US Military Blames Taliban for Spate of Afghan Assassinations
The insurgent group has denied the charge, while rival IS says its fighters were responsible for some of them.
The US military on Monday blamed the Taliban for a spate of assassinations of prominent Afghans, the first time Washington has directly accused the insurgent group of the killings.
The charge comes as the Afghan government and Taliban are due Tuesday to resume peace talks in Qatar, as both sides seek an end to the long-running conflict.
“The Taliban’s campaign of unclaimed attacks and targeted killings of government officials, civil society leaders & journalists must… cease for peace to succeed,” Colonel Sonny Leggett, spokesman for US forces in Afghanistan, said on Twitter.
The deputy governor of Kabul province, five journalists, and a prominent election activist have been among those assassinated since November.
Afghan officials blame the Taliban for the killings, but the hardline group has denied the charge, while the rival Islamic State group says its fighters were responsible for some of them.

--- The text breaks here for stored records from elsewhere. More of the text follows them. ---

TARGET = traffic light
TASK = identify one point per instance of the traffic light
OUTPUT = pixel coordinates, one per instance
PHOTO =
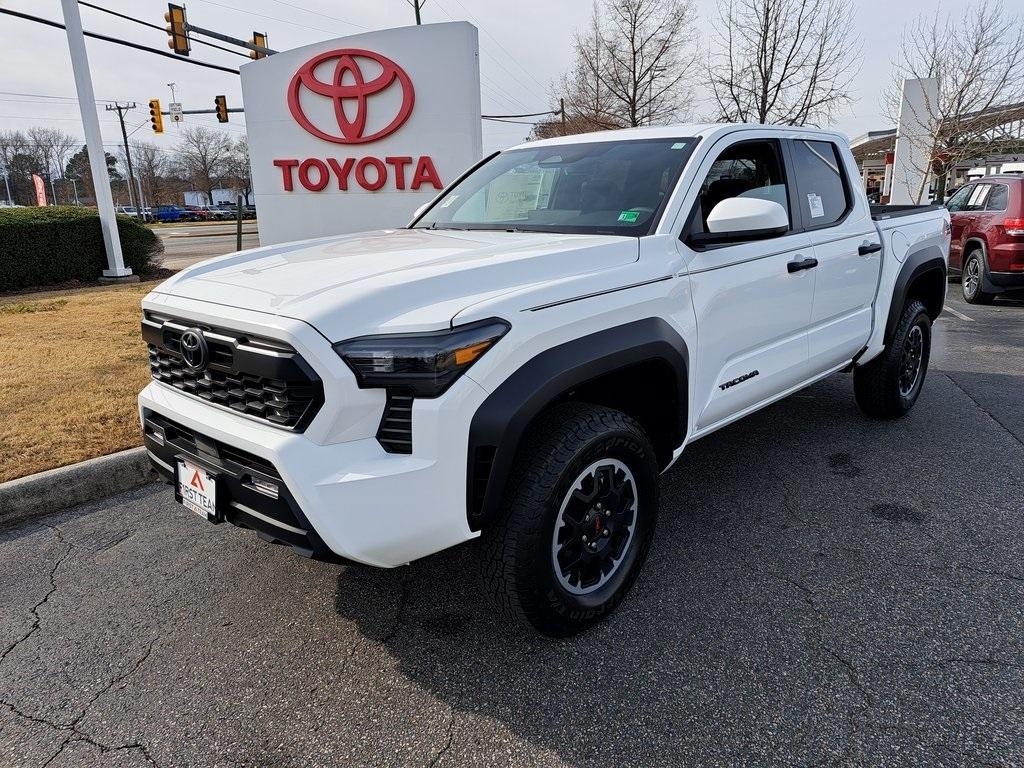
(155, 117)
(177, 29)
(221, 103)
(259, 38)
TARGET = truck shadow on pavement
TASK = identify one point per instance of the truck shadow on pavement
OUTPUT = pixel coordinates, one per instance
(819, 591)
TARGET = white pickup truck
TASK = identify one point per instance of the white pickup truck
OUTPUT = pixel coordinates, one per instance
(526, 357)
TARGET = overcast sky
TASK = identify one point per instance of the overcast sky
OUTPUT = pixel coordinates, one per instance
(524, 46)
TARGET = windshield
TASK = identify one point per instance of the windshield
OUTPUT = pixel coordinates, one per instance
(605, 187)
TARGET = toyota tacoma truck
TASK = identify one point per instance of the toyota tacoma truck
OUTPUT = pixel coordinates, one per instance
(526, 357)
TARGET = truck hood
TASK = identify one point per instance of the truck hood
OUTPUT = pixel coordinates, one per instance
(396, 280)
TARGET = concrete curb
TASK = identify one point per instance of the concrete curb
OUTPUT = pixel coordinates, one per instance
(59, 488)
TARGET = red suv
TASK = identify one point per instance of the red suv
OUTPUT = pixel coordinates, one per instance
(987, 245)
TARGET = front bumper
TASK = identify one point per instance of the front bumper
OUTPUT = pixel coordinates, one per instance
(342, 494)
(348, 499)
(1006, 281)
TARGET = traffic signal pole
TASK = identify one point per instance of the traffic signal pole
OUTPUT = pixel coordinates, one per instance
(94, 142)
(121, 110)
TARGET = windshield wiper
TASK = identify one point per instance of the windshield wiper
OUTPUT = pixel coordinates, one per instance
(433, 225)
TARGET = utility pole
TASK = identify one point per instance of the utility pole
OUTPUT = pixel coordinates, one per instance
(94, 142)
(121, 109)
(417, 5)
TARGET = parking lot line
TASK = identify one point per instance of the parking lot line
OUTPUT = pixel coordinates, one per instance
(957, 313)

Leggett’s statement comes as the Taliban accused US forces of carrying out air strikes against insurgents in Kandahar, Nangarhar, and Helmand provinces in recent days.

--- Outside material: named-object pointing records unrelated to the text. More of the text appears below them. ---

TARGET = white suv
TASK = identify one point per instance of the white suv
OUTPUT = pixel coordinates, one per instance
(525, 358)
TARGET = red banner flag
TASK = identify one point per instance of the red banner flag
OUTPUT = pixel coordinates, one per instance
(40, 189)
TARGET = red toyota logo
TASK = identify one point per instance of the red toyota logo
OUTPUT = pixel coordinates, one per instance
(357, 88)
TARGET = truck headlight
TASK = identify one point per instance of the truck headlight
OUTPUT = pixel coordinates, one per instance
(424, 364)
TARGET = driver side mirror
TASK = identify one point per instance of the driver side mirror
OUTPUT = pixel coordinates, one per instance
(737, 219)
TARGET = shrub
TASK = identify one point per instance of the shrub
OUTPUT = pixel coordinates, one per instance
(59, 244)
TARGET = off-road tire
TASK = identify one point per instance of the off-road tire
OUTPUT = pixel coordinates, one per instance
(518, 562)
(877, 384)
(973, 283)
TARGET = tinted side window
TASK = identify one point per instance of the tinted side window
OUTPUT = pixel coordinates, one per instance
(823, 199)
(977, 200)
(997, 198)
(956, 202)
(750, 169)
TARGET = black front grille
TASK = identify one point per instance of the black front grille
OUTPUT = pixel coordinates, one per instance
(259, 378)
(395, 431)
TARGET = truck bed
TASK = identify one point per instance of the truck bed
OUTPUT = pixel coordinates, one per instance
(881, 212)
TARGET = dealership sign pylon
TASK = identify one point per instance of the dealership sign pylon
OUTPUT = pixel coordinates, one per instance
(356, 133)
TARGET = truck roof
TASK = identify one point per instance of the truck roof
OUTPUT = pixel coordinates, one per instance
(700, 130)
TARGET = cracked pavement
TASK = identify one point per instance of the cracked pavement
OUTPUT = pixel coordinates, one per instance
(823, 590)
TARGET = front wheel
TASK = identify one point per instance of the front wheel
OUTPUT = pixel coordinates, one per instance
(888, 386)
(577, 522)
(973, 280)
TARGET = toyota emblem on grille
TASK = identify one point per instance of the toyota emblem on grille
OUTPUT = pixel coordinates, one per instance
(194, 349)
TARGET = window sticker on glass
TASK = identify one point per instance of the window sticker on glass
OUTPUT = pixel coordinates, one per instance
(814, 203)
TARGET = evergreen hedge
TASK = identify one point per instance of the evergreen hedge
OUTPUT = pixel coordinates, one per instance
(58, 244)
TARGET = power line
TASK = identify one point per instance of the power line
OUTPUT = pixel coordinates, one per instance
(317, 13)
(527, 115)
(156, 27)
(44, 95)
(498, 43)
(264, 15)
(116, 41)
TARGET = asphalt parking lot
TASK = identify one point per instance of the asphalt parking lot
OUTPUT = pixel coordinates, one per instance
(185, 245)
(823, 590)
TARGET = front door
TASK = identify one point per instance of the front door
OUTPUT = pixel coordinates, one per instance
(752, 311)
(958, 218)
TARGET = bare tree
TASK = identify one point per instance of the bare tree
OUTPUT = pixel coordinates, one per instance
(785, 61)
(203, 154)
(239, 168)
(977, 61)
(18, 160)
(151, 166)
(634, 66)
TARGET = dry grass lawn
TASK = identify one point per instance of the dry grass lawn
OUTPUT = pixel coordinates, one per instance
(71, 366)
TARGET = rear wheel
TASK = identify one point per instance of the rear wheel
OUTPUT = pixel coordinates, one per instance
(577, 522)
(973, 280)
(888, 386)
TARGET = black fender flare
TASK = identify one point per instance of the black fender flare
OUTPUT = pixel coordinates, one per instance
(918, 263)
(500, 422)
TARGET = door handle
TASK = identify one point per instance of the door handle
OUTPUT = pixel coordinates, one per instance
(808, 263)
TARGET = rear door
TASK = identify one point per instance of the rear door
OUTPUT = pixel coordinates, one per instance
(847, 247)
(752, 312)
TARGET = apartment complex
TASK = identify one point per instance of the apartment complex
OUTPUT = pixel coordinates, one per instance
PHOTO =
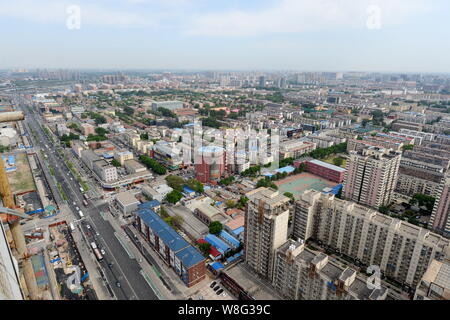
(402, 251)
(435, 283)
(9, 271)
(326, 170)
(440, 218)
(295, 148)
(303, 274)
(266, 227)
(371, 176)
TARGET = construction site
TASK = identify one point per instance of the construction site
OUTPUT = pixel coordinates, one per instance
(39, 263)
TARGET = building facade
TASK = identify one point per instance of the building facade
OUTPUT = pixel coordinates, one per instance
(402, 250)
(371, 176)
(303, 274)
(266, 227)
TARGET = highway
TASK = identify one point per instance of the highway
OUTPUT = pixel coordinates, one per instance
(121, 271)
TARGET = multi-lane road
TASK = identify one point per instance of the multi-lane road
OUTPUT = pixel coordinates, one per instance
(121, 271)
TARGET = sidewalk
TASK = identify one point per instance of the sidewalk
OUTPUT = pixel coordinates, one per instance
(153, 275)
(91, 266)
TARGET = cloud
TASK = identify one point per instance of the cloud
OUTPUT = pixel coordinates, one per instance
(55, 12)
(296, 16)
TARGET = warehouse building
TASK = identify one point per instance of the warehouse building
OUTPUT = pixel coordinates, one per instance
(184, 259)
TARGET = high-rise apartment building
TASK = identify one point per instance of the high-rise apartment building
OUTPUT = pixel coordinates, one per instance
(402, 250)
(371, 176)
(210, 163)
(435, 283)
(303, 274)
(9, 271)
(266, 227)
(440, 218)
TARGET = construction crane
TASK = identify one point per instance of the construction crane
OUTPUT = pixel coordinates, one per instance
(15, 230)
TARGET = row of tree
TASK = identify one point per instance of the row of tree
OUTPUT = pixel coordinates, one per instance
(153, 164)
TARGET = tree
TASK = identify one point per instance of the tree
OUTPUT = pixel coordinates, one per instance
(174, 196)
(408, 147)
(116, 163)
(195, 185)
(289, 195)
(338, 161)
(215, 227)
(153, 164)
(175, 182)
(230, 203)
(101, 131)
(128, 110)
(384, 209)
(204, 248)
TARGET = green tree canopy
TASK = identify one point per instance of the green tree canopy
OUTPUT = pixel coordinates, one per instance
(215, 227)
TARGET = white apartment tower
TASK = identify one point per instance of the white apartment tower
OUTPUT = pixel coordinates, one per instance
(266, 227)
(303, 274)
(402, 250)
(371, 176)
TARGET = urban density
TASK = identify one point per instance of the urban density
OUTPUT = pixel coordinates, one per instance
(214, 184)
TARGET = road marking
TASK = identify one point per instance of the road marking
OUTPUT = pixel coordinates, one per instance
(124, 245)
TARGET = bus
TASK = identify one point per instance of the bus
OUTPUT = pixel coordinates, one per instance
(98, 255)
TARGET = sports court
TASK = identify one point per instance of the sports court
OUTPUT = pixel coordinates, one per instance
(301, 182)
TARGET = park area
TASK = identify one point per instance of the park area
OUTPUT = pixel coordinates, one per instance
(298, 183)
(21, 180)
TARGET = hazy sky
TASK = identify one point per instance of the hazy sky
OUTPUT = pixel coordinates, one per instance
(333, 35)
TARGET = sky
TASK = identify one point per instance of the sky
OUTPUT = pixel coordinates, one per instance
(291, 35)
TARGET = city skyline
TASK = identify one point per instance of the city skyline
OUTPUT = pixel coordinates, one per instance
(369, 36)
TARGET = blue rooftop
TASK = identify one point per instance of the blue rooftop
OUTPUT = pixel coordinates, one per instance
(229, 239)
(189, 257)
(218, 243)
(188, 190)
(149, 205)
(287, 169)
(169, 236)
(238, 231)
(216, 266)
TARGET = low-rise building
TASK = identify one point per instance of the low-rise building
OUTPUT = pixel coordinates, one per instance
(127, 202)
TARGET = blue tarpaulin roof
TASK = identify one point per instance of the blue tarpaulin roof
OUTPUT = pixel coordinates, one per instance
(229, 239)
(218, 243)
(287, 169)
(188, 190)
(238, 231)
(149, 204)
(216, 265)
(169, 236)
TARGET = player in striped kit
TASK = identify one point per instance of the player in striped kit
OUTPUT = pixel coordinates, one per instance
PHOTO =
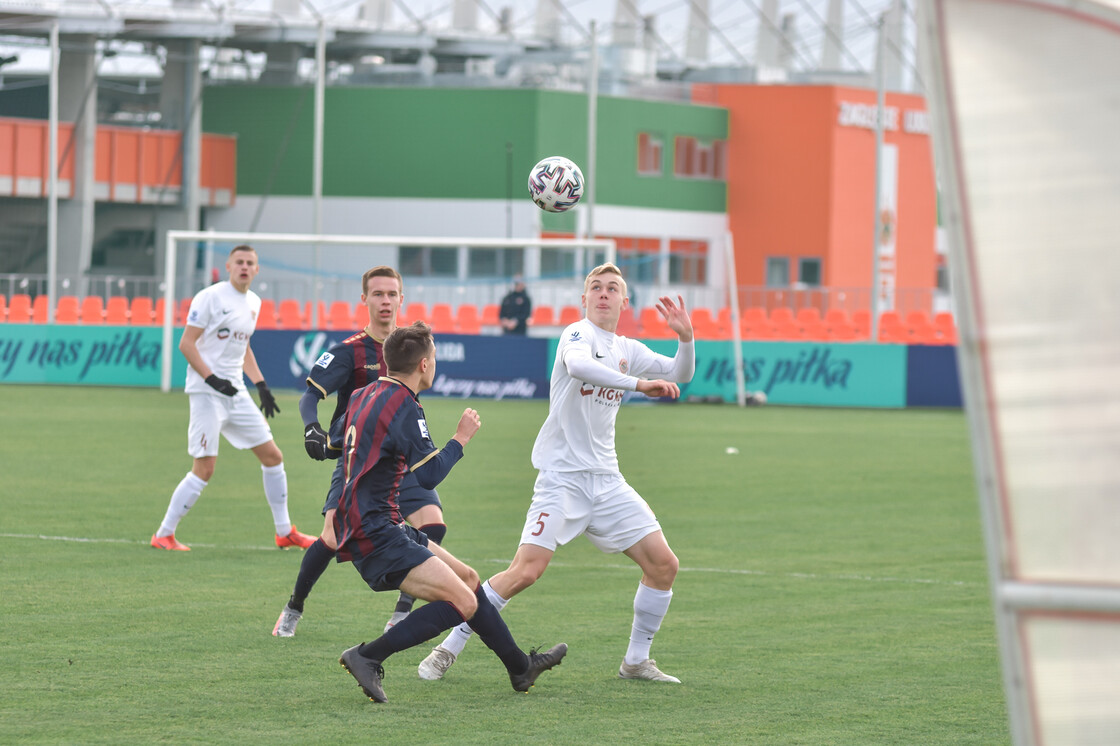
(215, 343)
(346, 367)
(385, 437)
(579, 488)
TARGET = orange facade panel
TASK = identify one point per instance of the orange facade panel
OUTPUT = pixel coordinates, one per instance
(218, 177)
(801, 185)
(26, 155)
(130, 165)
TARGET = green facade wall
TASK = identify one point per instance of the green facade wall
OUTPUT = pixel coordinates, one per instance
(447, 143)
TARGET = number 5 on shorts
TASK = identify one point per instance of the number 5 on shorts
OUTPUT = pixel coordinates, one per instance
(540, 524)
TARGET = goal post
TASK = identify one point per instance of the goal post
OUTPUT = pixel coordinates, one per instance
(604, 246)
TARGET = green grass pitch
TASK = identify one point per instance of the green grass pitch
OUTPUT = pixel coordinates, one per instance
(832, 586)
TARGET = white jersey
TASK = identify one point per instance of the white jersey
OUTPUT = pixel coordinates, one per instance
(227, 318)
(593, 370)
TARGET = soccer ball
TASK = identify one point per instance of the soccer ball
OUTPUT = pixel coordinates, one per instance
(556, 184)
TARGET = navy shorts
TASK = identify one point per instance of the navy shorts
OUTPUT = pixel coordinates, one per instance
(410, 497)
(398, 550)
(336, 487)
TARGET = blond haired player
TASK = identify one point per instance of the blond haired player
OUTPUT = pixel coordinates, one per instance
(579, 488)
(215, 343)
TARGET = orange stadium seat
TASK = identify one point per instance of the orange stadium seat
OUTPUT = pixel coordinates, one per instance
(785, 324)
(705, 325)
(944, 327)
(467, 319)
(117, 310)
(892, 328)
(93, 310)
(19, 308)
(68, 309)
(141, 311)
(39, 308)
(289, 315)
(180, 310)
(861, 324)
(442, 319)
(542, 316)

The Taliban said the strikes violated an agreement signed in February that paved the way for the withdrawal of all foreign forces by May 2021.
Leggett said the US would continue to defend Afghan forces against Taliban attacks.

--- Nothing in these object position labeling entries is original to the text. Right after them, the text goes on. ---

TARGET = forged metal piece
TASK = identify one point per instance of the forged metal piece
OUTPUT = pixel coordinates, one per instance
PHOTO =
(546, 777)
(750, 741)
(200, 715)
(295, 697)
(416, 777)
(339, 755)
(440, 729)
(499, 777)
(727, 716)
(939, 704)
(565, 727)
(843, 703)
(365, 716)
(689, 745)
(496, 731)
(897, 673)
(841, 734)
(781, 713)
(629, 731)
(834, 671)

The State Department said that Zalmay Khalilzad, the veteran US diplomat who negotiated last year’s agreement, was returning to Qatar where he would meet separately with the Taliban and Afghan government teams.
1/3 I return to Doha and the region with expectations that the parties will make tangible progress in the next round of #Afghanistan Peace Negotiations.
— U.S. Special Representative Thomas West (@US4AfghanPeace) January 4, 2021
Khalilzad will seek “an immediate, significant reduction in violence and ceasefire and an agreement on a political roadmap and power-sharing as soon as possible,” the State Department said.
Khalilzad will also travel to Kabul, Pakistan, and Turkmenistan as he seeks to ensure broad international support for the peace process.
Violence has surged across Afghanistan, with the Taliban and government forces fighting daily across swathes of rural areas.
The Taliban carried out more than 18,000 attacks in 2020, Afghanistan’s spy chief Ahmad Zia Siraj told lawmakers Monday.
Nishank Motwani of the Afghanistan Research and Evaluation Unit said the insurgents would not claim responsibility for the killings while peace talks were ongoing, but nevertheless wanted to demonstrate to its cadre “that the Taliban are who they are and have not changed.”